The draft of the strategy [8] was sent to the Council of Europe on January 3, together with a project proposal for the evaluation of judges — a key mechanism that would filter magistrates to exclude those known to be corrupt and lacking credibility. The draft of the proposal was immediately criticised by members of the opposition. “According to the draft law which was recently made public, the external, genuine evaluation of judges has been replaced with an internal evaluation, using already existing mechanisms… Citizens are waiting for a genuine reform, whereas the Socialists produce one typical of Plahotniuc,” stated Maia Sandu during a press conference [9] on January 20.

Sandu was referring to the fact that, the project proposes a monitoring committee be created by parliament (where the PSRM and the PDM have a combined majority), which would consequently select members of the board for evaluating judges. The majority of the board's members would be current magistrates. “In essence, it is an evaluation of judges by judges, by their colleagues. Moreover, members of the board would not be the first ones to go through an integrity filter, there is no mechanism for them to be checked,” explains Olesea Stamate. “With this format, influence peddling or corruption of the evaluators on behalf of those to be evaluated is inevitable,” adds Gligor.

Gligor adds that the proposal is completely lacking a comprehensive evaluation of prosecutors and criminal prosecution officers, which he stresses was “Plahotniuc's most important tool in eliminating political competitors and in usurping power.” 

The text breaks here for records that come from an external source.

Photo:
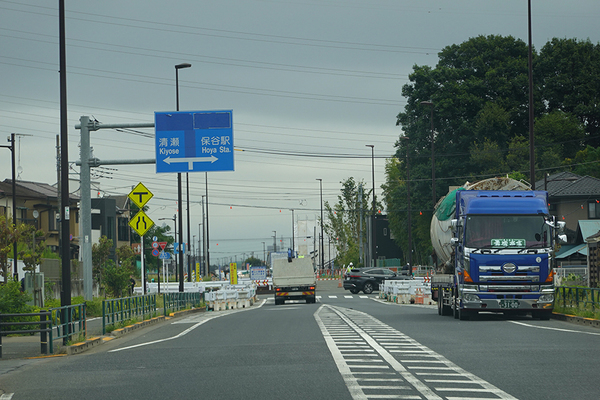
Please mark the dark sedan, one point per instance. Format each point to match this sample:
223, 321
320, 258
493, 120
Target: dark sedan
368, 279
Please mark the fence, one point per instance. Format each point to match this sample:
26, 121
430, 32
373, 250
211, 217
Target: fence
68, 321
44, 328
122, 309
577, 297
56, 323
181, 301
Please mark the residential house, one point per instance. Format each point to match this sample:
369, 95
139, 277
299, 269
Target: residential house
575, 200
45, 199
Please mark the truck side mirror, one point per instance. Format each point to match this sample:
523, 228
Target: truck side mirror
454, 225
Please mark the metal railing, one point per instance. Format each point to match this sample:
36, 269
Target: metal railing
125, 308
577, 297
44, 323
56, 323
68, 321
181, 301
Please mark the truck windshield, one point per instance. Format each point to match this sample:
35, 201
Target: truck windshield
506, 231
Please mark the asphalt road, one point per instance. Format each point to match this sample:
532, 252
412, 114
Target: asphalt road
343, 347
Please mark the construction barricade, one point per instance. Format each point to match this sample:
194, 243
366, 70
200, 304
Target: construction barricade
407, 291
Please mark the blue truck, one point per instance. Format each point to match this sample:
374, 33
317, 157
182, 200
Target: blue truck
496, 248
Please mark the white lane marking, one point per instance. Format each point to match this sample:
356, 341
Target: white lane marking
185, 332
554, 329
409, 372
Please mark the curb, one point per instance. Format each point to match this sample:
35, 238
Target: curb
90, 343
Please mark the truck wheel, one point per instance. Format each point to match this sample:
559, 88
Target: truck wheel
542, 315
464, 315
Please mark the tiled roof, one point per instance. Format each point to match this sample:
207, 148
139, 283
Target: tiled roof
567, 184
32, 190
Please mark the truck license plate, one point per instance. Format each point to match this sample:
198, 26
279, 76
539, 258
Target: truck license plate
509, 303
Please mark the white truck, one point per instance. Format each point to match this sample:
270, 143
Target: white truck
295, 280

“Given that the PDM is targeted in the [PSRM-ACUM coalition's] declaration on the captured character of state institutions, as well as the fact that several members of the faction are in thee inner circle of the oligarch Plahotniuc, these people are the least interested in reforms which would have given judges, prosecutors, and criminal prosecution officers any real independence from politics,” concludes Gligor.

“In fact, to read between the lines, what is wanted is a total subordination of the judiciary to the current government,” says Stamate.

In response to such criticism, minister Nagacevschi has suggested that the project proposal is at the stage of a draft, and that the initiatives it contains will be debated on a large scale. Nagacevschi has given reassurances that he will accept any well argued criticism. “Everything can be debated. This proposal is extremely flexible and everything can be changed,” stated Nagacevschi in an interview [10] with channel TV8 on January 21.

Even so, experts are now concerned that a long awaited attempt at genuine judicial reform seems to be compromised — yet again. “The reform of the justice system is in trouble and this is because of a lack of trust in the Socialists, who do not show the will to clean up their image. No truly noble reform can be initiated and brought to an end by political forces that have serious issues with integrity. Such forces may carry out pseudo-reforms, which may change some arrangements, but by no means produce an optimal final result in the public interest. If the author of a reform is not credible, neither is the reform,” concludes Dionis Cenusa.

Check out Global Voices’ special coverage of Moldova’s political turmoil [11]


Editor's note: GlobalVoices contacted Moldova's Ministry of Justice for comment but had received no response by the time of publication.